風景画展


 実篤の絵というと、野菜讃などの静物画というのが一般的な見方だが、そんな彼が風景画を描いていたのですよという展示。いつ頃描いていたのかと言うと、
・伊豆長岡・大仁で(昭和5年から20年代前半まで、「愛と死」「幸福な家族」などを書くかたわら)
・昭和11年の欧米旅行
・新しき村にて(村外会員になってから、村を訪れた際に)
・昭和20〜30年の講演旅行先にて
 いずれの場合も時間をかけず、旅の合間などに描いているようだ。

 画題としては山が多く、好きな山として別府・由布山、盛岡・岩手山、弘前・岩木山などを挙げている。山というのはじっとしているし、そういう点では馬鈴薯や南瓜、あるいは馬鹿一の石などと共通点があるかもしれない。「山と眺めっこしたい。一心にかけたら画家になれる」という実篤の文章と、「由布山を描く実篤」という写真パネル(山道のかたわらにイーゼルを立て、どっかりと腰を据えて由布山と向き合っている実篤の姿)が紹介されていたが、ものをじっと見てそれを見たままに表現するという、実篤の基本的な姿勢がよくあらわれていると思った。

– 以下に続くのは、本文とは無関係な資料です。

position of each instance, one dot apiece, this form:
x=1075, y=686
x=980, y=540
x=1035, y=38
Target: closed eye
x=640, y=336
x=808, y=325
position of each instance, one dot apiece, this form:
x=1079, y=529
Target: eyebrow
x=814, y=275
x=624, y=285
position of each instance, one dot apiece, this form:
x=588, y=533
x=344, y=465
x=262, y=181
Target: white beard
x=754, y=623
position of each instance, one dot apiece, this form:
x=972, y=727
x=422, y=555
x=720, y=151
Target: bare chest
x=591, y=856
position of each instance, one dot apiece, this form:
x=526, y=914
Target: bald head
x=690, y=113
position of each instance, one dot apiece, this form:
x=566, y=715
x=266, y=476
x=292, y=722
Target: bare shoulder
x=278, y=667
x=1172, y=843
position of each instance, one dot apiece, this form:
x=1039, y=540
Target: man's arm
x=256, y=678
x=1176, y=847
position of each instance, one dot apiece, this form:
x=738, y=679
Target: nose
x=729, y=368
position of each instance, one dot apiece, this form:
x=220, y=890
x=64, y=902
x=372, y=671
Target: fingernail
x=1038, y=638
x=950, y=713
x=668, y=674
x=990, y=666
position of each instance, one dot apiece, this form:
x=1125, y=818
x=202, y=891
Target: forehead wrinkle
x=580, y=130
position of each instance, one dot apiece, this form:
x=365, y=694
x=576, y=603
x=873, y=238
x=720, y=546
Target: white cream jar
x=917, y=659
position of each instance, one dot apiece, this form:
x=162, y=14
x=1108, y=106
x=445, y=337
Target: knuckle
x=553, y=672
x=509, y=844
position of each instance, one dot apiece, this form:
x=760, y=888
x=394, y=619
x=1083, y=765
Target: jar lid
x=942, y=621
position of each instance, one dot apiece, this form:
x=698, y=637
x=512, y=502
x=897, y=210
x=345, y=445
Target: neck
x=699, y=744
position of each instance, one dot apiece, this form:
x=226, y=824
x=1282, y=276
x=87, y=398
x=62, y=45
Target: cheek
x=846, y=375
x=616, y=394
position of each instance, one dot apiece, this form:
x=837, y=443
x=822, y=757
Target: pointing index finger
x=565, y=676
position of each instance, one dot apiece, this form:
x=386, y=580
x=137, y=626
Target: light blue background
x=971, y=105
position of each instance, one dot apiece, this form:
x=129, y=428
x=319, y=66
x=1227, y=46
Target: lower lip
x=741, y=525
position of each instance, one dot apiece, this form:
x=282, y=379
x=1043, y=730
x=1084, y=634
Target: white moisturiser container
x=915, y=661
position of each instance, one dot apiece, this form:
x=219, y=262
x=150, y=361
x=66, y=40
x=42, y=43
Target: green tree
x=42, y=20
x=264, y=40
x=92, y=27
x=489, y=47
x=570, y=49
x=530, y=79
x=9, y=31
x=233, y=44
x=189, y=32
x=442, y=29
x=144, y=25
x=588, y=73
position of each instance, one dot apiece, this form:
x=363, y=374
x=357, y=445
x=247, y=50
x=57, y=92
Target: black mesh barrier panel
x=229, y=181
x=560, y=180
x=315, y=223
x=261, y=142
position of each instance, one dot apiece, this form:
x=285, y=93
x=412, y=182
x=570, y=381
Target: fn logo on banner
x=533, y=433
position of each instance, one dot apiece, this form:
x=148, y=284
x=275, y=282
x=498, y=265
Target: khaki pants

 実篤の風景画が十数枚展示されていたが、中でも「伊豆長岡より見た富士」(1930年油彩)と、「蔵王山」(1950年代紙本墨画淡彩)がいいと思った。とりたててどこがどうとは言えないのだが、じっくり描かれている感じがした。逆に「この道」(山に向かって道が伸びていく)のような観念的な絵は、たぶん実際の風景を見ながらではなく空想で描かれたのではないかと思うのだが、構図が一定で何らおもしろみがない。『武者小路実篤 画集と画論』という本にも何枚か富士山の絵があるが、画想は平凡でありきたりの絵になってしまっている。

 最後のコーナーには季節に合わせて筍や木蓮の絵が掛けられていたが、「筍図」は1938年4月20日に椿貞雄の新築祝いに行った際に、その場で描いたものだそうだ。画家へのお祝いに即興で絵を描くとは彼らしいこだわらなさだなと思った。また、『心』(昭和47年4月)に掲載された「人間が好きだよ」という詩の原稿も展示されており、死の前々年に書かれた「僕は人間が好きだよ」という直筆は胸に迫るものがあった。

 公園はユキヤナギ、馬酔木、山吹、ヒイラギナンテンなどの花が咲き、すっかり春らしくなっていた。あずまやの屋根もきれいに葺き替えられ、池の中の島ではスミレがかわいい花をつけていた。アジサイの葉も出始まり、木々も芽吹いて季節が進んでいることを感じさせる。旧邸へのトンネルの手前では桜が満開でとてもきれいだった。
 見学前に記念館の受付で、友の会の会員登録を更新した。